The last 200+ days, I had tracked my food every day. It makes me downright nervous not to, and I've only stopped because she challenged me to and see what happens. I am definitely noticing a willingness to try more things. In the week since I finished, DH and I had our planned celebratory treat -- popcorn and Raisinetttes at a movie. That was fine. I've also had bread at a few meals out, a couple of cookies at work, and a little more sites fruit And nuts.

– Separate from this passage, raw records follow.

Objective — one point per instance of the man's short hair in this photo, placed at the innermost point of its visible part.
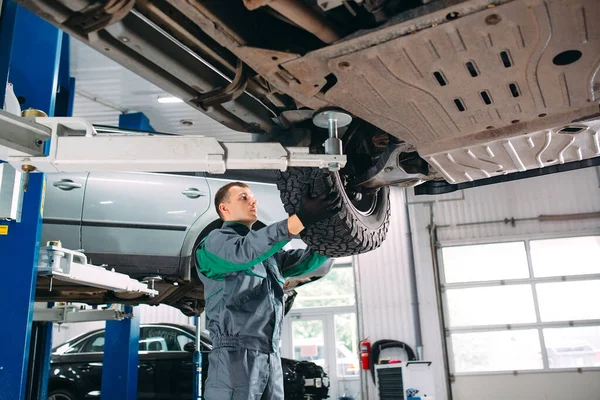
(222, 195)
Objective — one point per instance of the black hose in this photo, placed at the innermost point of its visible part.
(380, 345)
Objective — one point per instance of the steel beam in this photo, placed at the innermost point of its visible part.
(138, 121)
(120, 362)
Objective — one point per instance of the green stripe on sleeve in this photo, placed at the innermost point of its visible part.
(215, 267)
(310, 264)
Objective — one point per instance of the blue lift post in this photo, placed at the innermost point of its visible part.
(29, 58)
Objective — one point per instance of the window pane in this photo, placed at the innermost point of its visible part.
(346, 344)
(573, 347)
(497, 351)
(569, 301)
(486, 262)
(335, 289)
(566, 256)
(491, 305)
(309, 343)
(94, 344)
(158, 338)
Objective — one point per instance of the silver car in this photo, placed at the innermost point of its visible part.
(145, 225)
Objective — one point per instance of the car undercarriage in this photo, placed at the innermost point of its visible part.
(453, 91)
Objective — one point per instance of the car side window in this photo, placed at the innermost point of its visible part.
(93, 344)
(161, 338)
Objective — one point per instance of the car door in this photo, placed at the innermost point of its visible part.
(63, 208)
(84, 358)
(162, 346)
(81, 363)
(137, 222)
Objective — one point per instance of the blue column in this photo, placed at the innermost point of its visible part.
(29, 51)
(120, 363)
(137, 121)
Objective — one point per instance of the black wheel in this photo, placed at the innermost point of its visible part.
(61, 394)
(360, 226)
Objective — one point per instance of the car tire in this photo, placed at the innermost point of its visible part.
(61, 394)
(359, 227)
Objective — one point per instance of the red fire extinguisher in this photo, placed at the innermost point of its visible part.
(365, 351)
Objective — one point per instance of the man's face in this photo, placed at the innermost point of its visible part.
(240, 207)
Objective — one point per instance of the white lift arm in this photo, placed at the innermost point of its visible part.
(76, 147)
(65, 314)
(72, 266)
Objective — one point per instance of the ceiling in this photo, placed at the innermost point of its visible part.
(118, 90)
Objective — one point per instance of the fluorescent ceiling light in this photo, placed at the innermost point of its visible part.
(169, 99)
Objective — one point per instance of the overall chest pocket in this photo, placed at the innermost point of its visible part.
(274, 269)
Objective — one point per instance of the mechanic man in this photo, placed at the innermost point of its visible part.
(243, 273)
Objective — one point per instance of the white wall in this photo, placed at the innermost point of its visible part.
(383, 287)
(534, 386)
(566, 193)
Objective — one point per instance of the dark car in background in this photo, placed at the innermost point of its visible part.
(165, 366)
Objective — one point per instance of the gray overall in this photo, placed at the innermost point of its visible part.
(243, 273)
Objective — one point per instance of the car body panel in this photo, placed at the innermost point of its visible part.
(140, 223)
(162, 374)
(141, 214)
(62, 214)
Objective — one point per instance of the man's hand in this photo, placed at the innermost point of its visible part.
(314, 209)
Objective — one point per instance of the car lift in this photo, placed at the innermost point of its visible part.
(34, 54)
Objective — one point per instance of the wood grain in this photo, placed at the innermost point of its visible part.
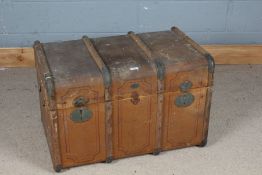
(223, 54)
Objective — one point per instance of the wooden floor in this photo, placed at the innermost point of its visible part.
(223, 54)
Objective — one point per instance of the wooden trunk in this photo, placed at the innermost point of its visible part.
(120, 96)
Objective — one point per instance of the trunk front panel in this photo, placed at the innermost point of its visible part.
(134, 126)
(184, 123)
(82, 141)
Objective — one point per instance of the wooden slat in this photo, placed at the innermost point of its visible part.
(223, 54)
(17, 57)
(236, 54)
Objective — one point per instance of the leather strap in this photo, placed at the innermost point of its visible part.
(108, 104)
(160, 88)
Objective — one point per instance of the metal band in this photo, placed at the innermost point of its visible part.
(108, 104)
(159, 68)
(42, 66)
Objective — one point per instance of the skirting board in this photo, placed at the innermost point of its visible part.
(223, 54)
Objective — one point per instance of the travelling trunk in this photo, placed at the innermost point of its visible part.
(113, 97)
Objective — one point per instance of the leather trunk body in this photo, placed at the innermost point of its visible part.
(112, 97)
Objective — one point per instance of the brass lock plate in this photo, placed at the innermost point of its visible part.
(184, 100)
(81, 115)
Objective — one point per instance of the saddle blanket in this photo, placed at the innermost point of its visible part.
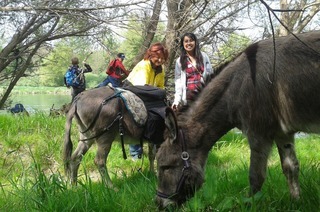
(134, 105)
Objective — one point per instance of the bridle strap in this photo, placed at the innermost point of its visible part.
(185, 157)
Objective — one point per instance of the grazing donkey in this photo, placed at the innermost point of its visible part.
(101, 114)
(269, 100)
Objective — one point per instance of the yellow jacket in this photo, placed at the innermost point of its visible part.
(143, 74)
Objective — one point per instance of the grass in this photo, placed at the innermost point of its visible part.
(32, 178)
(37, 90)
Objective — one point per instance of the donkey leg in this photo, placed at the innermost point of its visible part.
(76, 158)
(151, 155)
(260, 150)
(101, 160)
(289, 163)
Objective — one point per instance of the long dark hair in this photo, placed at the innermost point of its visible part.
(184, 56)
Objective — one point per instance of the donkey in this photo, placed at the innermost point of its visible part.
(100, 114)
(268, 98)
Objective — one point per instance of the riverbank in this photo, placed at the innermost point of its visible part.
(37, 90)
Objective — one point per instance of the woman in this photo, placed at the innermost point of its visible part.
(191, 70)
(149, 71)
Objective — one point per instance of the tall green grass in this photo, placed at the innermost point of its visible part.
(32, 178)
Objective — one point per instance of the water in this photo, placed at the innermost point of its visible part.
(40, 102)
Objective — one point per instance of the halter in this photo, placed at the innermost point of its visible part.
(186, 160)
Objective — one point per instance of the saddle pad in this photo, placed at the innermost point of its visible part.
(134, 105)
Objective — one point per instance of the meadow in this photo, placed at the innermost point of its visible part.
(32, 177)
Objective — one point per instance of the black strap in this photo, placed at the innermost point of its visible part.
(121, 129)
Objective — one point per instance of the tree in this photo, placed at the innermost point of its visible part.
(36, 24)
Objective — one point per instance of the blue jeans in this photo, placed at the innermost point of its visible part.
(114, 81)
(135, 150)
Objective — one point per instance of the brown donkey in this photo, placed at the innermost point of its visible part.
(269, 98)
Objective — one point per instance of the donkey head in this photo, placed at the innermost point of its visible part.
(179, 174)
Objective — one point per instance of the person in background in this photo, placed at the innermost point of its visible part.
(191, 70)
(81, 86)
(149, 71)
(116, 72)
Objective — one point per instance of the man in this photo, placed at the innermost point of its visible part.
(79, 82)
(116, 72)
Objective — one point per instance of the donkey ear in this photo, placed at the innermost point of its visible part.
(171, 124)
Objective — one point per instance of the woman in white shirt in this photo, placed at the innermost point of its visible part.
(191, 70)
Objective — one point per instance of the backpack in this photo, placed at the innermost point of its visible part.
(71, 78)
(111, 67)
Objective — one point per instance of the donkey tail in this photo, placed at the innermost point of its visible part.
(67, 147)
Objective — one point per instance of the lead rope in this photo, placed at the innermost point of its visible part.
(121, 129)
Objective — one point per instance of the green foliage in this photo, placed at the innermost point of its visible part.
(32, 179)
(236, 43)
(134, 38)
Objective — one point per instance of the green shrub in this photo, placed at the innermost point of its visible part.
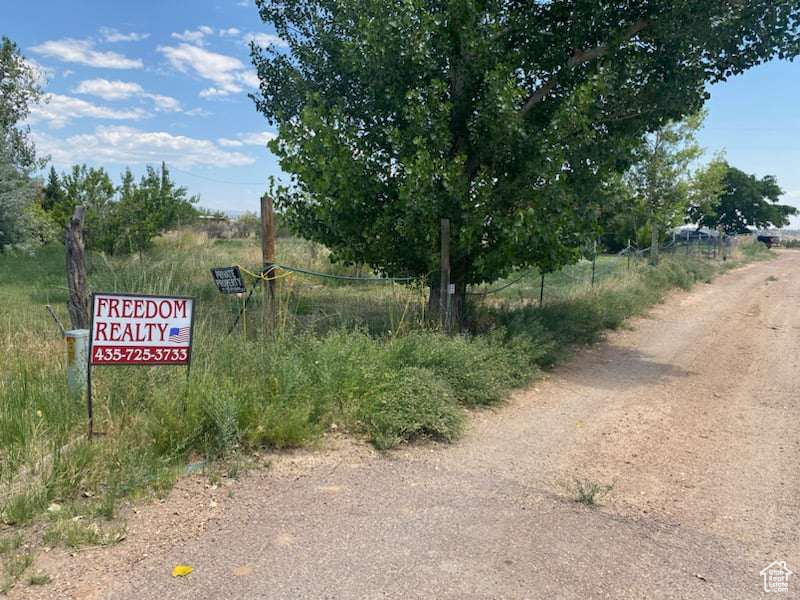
(412, 403)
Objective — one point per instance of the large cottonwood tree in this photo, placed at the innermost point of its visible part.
(504, 116)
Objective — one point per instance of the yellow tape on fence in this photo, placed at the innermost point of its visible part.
(262, 276)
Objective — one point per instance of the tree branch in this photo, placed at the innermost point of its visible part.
(580, 57)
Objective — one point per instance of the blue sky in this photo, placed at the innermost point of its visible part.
(133, 83)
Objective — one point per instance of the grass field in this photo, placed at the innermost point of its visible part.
(358, 356)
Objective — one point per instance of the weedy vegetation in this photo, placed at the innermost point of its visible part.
(589, 493)
(359, 358)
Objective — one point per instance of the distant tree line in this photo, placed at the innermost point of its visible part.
(119, 219)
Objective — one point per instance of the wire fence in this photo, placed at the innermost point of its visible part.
(312, 299)
(315, 296)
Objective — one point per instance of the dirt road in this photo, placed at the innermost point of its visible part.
(693, 414)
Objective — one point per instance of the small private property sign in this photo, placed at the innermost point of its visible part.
(131, 329)
(228, 280)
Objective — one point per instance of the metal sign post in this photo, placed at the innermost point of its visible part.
(138, 329)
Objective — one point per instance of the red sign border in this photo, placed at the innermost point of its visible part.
(187, 363)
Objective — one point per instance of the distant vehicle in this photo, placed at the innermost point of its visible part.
(769, 239)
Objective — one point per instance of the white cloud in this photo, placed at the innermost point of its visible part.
(193, 37)
(83, 52)
(164, 103)
(227, 73)
(255, 138)
(130, 146)
(41, 73)
(265, 39)
(58, 110)
(249, 78)
(198, 112)
(122, 90)
(196, 36)
(109, 90)
(113, 35)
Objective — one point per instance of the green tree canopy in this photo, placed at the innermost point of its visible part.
(745, 202)
(118, 219)
(19, 89)
(659, 177)
(503, 116)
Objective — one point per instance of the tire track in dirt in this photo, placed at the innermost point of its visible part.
(691, 411)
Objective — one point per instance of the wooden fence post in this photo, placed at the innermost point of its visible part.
(78, 303)
(444, 284)
(541, 292)
(268, 258)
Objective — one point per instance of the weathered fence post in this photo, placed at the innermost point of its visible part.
(445, 300)
(78, 303)
(268, 259)
(541, 292)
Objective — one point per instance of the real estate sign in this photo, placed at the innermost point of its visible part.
(131, 329)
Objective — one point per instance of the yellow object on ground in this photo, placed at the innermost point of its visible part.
(181, 570)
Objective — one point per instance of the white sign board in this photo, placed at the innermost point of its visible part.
(131, 329)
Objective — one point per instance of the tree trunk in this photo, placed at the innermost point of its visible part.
(78, 303)
(654, 242)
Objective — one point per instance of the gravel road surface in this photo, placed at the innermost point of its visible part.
(692, 414)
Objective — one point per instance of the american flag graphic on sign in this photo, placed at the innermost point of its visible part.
(178, 335)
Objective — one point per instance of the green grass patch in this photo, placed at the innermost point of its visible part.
(358, 357)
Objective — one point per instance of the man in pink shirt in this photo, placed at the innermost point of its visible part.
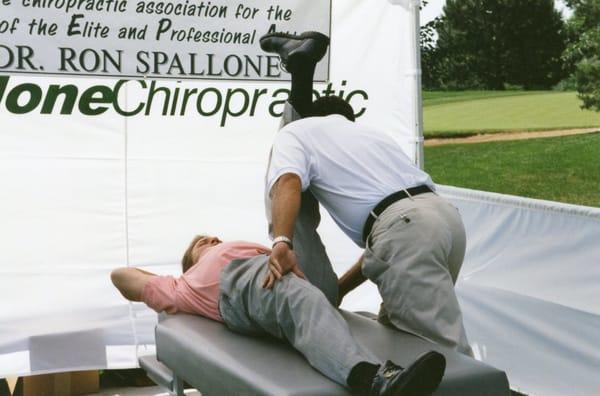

As with any reintroduction, I'm trying to observe carefully to see what the effects are. So far, I'd say I haven't made any changes that are setting me back. I do worry about sliding a slow slope back into unhealthy eating. And I worry that I will eat too much and gain that 30 pounds back, even while eating and living healthy.

My other challenge from the dietitian is to come up with fitness goals that I want to accomplish by the end of the year. I know I want to be strong. And I want to not ache when doing daily things. Those two do not always go together at the moment.

But she want accomplishments, not ways of existing. So I'll think about it more. It seems to be a theme of my life in many ways right now, thinking about and setting goals. It's not somethin I have completely positive experiences with, so I struggle with it.

ThyPeace, salmon and veggies for dinner tonight. Tomorrow morning, I run. These routines are better than goals for me.